Connect to share and comment
Italy's main political parties braced for results from local elections on Monday where turnout has been far lower than in previous years, as Rome's mayoral race appeared headed for a second round.
Turnout from two days of voting was around 67.63 percent from 78.9 percent in 2008, indicating widespread disillusionment with bickering politicians at a time of economic suffering.
Italy is seeing "a divorce with politics," commented the La Repubblica daily.
Aldo Cazzullo, a columnist for the Corriere della Sera daily, said the turnout figures reflected a "shocking discrediting of the parties".
Education Minister Maria Chiara Carrozza said the political world "has to do more to bring back disaffected citizens."
Analysts said the polls could put further pressure on Prime Minister Enrico Letta's fledgling government which was only unveiled last month after a two-month deadlock following nationals elections in February that left no clear winner.
But Reforms Minister Gaetano Quagliarello said it would be "perverse" to link the outcome of the polls to the future of the cabinet.
Early results indicated leftist challenger Ignazio Marino would win the mayoral race in the Italian capital against rightwing incumbent Gianni Alemanno, although without an overall majority.
A second round run-off would be held on June 9-10.
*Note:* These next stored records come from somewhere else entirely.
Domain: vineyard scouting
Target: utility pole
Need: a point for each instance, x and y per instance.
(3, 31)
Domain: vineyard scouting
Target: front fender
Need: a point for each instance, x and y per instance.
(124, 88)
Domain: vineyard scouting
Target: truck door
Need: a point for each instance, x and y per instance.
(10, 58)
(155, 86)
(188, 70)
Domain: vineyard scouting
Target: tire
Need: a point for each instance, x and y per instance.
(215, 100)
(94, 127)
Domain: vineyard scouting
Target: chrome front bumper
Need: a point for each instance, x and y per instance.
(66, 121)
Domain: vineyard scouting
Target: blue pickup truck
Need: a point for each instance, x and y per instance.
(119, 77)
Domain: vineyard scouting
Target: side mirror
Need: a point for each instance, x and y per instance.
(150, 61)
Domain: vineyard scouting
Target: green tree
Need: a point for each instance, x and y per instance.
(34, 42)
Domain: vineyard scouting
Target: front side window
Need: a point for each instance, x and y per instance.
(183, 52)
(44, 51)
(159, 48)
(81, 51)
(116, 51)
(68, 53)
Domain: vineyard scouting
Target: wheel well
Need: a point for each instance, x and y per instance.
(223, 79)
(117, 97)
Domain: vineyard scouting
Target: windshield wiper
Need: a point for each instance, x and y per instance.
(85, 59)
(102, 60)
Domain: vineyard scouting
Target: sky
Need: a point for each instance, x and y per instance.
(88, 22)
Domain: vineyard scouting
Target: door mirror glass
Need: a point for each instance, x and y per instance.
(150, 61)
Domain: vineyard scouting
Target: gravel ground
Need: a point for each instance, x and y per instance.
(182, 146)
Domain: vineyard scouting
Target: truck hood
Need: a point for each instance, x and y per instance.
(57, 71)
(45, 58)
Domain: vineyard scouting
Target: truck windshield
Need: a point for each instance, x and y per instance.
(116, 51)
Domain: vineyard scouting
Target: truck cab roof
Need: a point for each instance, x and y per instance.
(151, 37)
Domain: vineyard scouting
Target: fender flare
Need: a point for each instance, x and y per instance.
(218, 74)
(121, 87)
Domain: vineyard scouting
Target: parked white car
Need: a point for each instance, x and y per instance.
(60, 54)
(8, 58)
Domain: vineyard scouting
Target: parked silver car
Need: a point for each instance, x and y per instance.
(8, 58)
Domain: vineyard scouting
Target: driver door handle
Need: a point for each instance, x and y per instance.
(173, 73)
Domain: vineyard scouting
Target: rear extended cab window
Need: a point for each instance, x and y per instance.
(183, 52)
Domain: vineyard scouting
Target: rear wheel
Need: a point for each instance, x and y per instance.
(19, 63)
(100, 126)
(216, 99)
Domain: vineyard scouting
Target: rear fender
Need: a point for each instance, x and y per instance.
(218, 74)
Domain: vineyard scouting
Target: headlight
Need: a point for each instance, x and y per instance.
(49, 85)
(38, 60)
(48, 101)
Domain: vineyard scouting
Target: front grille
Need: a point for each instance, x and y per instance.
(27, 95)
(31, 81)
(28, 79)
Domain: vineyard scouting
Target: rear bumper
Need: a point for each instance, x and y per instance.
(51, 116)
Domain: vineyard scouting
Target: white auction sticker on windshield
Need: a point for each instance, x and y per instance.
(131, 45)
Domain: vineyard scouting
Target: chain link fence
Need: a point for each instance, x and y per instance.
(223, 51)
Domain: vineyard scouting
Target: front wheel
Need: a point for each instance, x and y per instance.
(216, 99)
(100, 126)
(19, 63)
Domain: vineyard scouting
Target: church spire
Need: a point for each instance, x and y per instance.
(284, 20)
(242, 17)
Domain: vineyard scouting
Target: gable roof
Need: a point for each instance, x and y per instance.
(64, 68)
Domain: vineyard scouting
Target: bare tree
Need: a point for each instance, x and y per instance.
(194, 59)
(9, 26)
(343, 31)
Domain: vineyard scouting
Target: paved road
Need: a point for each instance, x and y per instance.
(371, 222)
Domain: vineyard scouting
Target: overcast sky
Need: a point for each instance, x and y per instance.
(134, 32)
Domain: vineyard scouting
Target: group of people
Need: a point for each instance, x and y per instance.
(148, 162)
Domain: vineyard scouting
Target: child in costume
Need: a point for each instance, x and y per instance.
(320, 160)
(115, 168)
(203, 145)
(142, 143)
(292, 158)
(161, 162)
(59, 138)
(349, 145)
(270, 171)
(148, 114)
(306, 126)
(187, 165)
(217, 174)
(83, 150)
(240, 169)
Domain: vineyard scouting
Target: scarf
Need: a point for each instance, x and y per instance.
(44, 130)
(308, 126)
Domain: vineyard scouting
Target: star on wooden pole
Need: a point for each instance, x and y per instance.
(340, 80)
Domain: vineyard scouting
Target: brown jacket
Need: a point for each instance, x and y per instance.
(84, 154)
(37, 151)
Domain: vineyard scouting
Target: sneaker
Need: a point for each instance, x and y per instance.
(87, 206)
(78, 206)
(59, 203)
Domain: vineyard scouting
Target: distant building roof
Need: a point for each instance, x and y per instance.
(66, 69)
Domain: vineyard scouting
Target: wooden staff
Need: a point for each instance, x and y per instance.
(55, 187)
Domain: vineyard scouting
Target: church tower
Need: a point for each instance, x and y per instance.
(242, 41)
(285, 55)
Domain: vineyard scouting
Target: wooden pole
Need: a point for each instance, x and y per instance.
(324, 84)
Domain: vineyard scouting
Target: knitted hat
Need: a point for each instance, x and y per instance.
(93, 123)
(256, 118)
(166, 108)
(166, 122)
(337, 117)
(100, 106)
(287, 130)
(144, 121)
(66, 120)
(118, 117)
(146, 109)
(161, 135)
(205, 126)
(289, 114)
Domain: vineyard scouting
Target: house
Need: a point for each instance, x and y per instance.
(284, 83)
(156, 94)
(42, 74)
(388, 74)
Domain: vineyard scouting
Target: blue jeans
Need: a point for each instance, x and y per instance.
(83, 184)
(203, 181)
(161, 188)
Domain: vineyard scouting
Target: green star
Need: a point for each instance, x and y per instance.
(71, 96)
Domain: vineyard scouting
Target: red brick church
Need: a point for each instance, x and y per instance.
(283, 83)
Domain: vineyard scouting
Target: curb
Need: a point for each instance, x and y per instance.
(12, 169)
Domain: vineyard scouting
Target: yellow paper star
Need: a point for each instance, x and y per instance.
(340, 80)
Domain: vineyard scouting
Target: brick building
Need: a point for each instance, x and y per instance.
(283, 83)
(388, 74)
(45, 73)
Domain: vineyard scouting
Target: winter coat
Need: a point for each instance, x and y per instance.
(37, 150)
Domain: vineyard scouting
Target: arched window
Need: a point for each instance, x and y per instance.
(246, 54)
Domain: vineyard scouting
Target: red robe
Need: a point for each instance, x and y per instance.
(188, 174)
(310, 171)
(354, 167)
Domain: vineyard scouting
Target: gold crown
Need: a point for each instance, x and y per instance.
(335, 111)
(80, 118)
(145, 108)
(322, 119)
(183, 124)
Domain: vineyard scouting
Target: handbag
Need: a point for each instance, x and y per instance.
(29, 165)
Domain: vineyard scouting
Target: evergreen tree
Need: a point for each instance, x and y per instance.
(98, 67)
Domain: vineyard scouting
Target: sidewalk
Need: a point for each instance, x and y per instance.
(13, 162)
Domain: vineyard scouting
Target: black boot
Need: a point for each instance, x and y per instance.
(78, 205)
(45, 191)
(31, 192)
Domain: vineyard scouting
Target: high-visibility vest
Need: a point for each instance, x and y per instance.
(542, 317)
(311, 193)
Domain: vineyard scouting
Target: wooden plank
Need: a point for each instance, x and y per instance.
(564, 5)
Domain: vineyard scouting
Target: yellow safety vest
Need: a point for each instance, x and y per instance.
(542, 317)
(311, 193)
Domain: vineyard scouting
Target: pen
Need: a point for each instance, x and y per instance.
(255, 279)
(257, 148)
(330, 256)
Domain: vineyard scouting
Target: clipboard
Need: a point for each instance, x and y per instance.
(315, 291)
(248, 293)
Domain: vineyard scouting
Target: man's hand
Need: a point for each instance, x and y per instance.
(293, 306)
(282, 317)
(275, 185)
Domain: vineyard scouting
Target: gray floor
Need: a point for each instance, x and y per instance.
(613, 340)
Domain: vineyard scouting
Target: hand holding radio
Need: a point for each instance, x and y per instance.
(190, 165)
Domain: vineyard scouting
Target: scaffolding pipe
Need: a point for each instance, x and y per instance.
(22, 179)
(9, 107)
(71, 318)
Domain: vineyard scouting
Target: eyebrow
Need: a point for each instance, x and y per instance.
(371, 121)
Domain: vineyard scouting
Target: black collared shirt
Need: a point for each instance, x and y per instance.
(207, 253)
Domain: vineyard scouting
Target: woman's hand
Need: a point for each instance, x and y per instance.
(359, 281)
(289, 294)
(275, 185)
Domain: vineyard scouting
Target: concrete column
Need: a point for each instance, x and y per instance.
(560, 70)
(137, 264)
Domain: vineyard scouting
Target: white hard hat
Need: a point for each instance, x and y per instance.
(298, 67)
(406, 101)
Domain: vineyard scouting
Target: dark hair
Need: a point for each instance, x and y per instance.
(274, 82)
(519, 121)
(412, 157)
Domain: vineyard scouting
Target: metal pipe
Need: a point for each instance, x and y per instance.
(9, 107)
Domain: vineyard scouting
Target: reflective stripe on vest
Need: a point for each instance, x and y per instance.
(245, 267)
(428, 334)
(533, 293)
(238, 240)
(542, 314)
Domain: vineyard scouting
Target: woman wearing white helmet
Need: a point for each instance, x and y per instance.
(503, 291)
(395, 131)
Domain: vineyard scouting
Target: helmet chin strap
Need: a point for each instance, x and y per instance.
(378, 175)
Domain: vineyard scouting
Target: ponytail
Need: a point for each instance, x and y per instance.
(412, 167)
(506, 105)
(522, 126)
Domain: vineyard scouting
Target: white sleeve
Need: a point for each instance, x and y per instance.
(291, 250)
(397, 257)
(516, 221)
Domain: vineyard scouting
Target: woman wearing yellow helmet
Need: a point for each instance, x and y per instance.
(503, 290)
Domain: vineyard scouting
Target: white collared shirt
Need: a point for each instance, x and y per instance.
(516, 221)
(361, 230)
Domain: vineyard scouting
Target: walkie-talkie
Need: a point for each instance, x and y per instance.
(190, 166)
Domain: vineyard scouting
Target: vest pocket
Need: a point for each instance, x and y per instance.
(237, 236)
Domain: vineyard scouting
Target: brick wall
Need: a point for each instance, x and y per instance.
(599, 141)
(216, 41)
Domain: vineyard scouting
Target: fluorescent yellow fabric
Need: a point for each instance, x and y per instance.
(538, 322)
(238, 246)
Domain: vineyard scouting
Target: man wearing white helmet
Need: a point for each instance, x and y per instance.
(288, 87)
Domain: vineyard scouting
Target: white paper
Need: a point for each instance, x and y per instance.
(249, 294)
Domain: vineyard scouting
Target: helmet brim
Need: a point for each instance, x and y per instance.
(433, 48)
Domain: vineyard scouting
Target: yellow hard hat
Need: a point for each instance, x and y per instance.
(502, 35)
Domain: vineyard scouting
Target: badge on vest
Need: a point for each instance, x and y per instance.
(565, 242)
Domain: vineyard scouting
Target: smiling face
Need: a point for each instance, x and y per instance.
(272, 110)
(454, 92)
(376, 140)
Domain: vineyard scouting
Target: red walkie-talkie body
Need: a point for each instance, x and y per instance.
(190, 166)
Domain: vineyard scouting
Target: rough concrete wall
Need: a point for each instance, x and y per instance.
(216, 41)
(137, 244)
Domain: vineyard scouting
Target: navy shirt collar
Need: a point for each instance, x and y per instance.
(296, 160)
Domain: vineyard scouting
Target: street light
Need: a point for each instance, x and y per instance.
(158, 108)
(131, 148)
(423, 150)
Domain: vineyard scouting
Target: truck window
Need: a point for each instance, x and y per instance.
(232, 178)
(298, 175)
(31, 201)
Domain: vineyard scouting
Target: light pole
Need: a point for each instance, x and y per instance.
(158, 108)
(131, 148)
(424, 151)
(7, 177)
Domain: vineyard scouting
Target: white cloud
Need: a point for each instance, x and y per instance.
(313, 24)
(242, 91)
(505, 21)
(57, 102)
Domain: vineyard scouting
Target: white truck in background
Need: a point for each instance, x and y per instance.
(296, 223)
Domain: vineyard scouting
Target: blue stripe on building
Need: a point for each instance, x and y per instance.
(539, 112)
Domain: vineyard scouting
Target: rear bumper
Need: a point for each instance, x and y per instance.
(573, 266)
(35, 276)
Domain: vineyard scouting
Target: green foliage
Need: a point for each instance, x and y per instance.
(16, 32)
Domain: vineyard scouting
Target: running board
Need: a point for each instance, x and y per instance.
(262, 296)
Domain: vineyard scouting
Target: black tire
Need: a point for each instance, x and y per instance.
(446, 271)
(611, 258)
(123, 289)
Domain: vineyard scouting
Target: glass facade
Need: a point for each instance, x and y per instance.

Marino has criticised Alemanno over the city's traffic-clogged streets and a waste disposal emergency, as well as his failure to address the crisis triggered by Italy's longest recession.
Alemanno, a former neo-fascist, has defended himself by saying he inherited a badly indebted city hall from a succession of left-wing mayors.
Projections based on early results showed Marino winning with between 40.3 and 42.3 percent of the vote and Alemanno coming in second with 30.2 percent to 32.1 percent of the vote.
Marino, 58, is a former top transplant surgeon who has promised to improve public transport in Rome, clean up the city and pay allowances to young job-seekers to ease a worsening social crisis.
Nineteen candidates were running for mayor and voters complained of long and confusing ballots.
A total of 564 local authorities held elections, many of them facing a similar mix of problems -- high debts, spending cuts and the challenges of dealing with the social fallout of austerity.
Analysts were paying close attention to the results as a bellwether of support for political parties and particularly the badly divided leftist Democratic Party, which failed to win an overall majority in parliament in February elections.
The coexistence of rightists and leftists in Letta's cabinet is uneasy and some analysts warn the government may only last a few months, especially if it cannot deliver quick results to ease the gloom from Italy's longest-ever recession.
Columnist Cazzullo said the grand coalition government was in fact "a coalition of weaknesses".
Meanwhile the anti-establishment opposition Five Star Movement led by former comedian Beppe Grillo, which captured a quarter of the vote in the February elections, has appeared to lose ground.